Different technologies have different benefits and features. Turbine meters are cost-effective with good short-term linearity for in-situ verification against a volumetric prover. Positive displacement meters are used for some high-viscosity liquids, but their maintenance costs make them bad choices for other fluids. The latest generation of proven technologies includes both ultrasonic meters with diagnostic capabilities, and coriolis meters, which generally are more tolerant of gas entrainment and provide a direct mass output.
To maintain a system's uncertainty credentials, a proving system often is integrated for in-situ verification of the liquid meter performance. Typically this involves a bi-directional prover, but other solutions may be more suited to the footprint available on an aging platform.
Dissemination of data must also be considered. Metering control systems can provide a wealth of information far beyond just totalized flow. With access to the entire spectrum of data from metering instruments, control systems can provide full traceability of operational alarms and events.
Industry-wide collaboration to address metering challenges objectively is the surest way to enhance future metering performance on aging platforms.
Consultation on international standards is one important area. This helps ensure a more level playing field between aging platforms, with their associated challenges and limitations (such as older contracts), and newer platforms being developed both on nearby fields and globally.
The science of measurement is always evolving, and in the face of increased North Sea asset longevity, operators seek greater responsibility from metering specialists.

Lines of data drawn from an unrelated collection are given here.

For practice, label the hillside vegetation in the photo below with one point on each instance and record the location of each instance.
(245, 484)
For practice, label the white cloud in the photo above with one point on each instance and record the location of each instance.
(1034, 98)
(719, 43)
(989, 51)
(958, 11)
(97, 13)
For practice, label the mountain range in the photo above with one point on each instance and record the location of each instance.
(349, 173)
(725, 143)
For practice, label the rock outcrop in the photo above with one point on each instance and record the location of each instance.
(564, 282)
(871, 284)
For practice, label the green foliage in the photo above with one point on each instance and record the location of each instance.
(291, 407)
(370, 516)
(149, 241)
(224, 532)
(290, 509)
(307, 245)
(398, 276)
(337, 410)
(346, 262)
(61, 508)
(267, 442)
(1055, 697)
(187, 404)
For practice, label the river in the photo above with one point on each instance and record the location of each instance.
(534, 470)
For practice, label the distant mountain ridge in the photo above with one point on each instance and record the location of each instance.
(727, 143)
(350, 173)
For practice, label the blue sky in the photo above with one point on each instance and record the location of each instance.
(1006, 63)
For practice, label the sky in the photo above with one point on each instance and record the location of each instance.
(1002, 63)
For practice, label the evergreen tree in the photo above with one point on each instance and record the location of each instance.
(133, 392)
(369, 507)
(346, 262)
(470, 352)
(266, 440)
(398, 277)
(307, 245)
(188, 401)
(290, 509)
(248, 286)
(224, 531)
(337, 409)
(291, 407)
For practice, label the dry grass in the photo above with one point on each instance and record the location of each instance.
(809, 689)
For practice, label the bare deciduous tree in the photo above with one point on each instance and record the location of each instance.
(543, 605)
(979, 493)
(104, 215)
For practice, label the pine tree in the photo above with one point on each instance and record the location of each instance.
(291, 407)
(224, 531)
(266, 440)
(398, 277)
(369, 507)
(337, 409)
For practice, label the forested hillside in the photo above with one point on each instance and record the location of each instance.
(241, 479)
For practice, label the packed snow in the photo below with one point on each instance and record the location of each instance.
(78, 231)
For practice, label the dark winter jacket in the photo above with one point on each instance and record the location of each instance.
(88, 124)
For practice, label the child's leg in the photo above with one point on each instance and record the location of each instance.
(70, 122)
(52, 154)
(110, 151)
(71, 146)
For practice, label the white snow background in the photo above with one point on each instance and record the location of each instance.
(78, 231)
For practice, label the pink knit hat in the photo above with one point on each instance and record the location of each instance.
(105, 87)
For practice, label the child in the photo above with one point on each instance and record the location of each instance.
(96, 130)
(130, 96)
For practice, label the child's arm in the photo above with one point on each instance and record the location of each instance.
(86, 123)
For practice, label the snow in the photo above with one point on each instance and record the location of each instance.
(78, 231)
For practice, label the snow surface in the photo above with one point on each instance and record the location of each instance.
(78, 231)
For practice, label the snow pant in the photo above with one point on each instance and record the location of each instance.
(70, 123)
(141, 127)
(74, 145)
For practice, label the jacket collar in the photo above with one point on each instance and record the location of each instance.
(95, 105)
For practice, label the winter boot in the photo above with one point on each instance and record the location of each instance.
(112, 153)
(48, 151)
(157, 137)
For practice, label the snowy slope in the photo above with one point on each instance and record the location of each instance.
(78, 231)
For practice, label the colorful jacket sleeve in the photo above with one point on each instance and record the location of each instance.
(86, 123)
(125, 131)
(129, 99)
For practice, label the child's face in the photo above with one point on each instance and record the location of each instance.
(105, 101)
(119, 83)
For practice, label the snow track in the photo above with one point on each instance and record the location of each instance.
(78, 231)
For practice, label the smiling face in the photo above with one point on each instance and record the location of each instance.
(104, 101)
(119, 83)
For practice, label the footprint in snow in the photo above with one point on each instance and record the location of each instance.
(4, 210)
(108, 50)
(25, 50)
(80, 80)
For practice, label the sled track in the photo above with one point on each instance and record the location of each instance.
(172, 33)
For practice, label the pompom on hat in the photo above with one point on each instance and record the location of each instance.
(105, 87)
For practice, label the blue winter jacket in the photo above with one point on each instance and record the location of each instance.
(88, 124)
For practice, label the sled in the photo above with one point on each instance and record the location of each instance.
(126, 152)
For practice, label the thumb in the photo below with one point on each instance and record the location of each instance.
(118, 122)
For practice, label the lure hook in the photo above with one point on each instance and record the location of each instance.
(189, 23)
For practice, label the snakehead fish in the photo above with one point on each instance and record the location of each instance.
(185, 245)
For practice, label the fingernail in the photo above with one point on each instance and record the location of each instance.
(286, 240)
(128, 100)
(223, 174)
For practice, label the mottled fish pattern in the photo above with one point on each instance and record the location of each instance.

Clearly the deployment of proven flow measurement technologies is one part of this. But it goes beyond the supply of integrated packages to include involvement in the complete chain of the metering process, from concept through operational support.
Offshore metering is on the cusp of a significant new phase in its development to secure the extended life of older platforms. Long-term performance and traceability remain paramount, but pinpointing the right time to intervene where reduced measurement uncertainty is evidenced or predicted is also a key factor. More intelligent, expert-led metering strategies can bring significant bottom-line benefits to forward-thinking operators seeking to optimize aging offshore assets.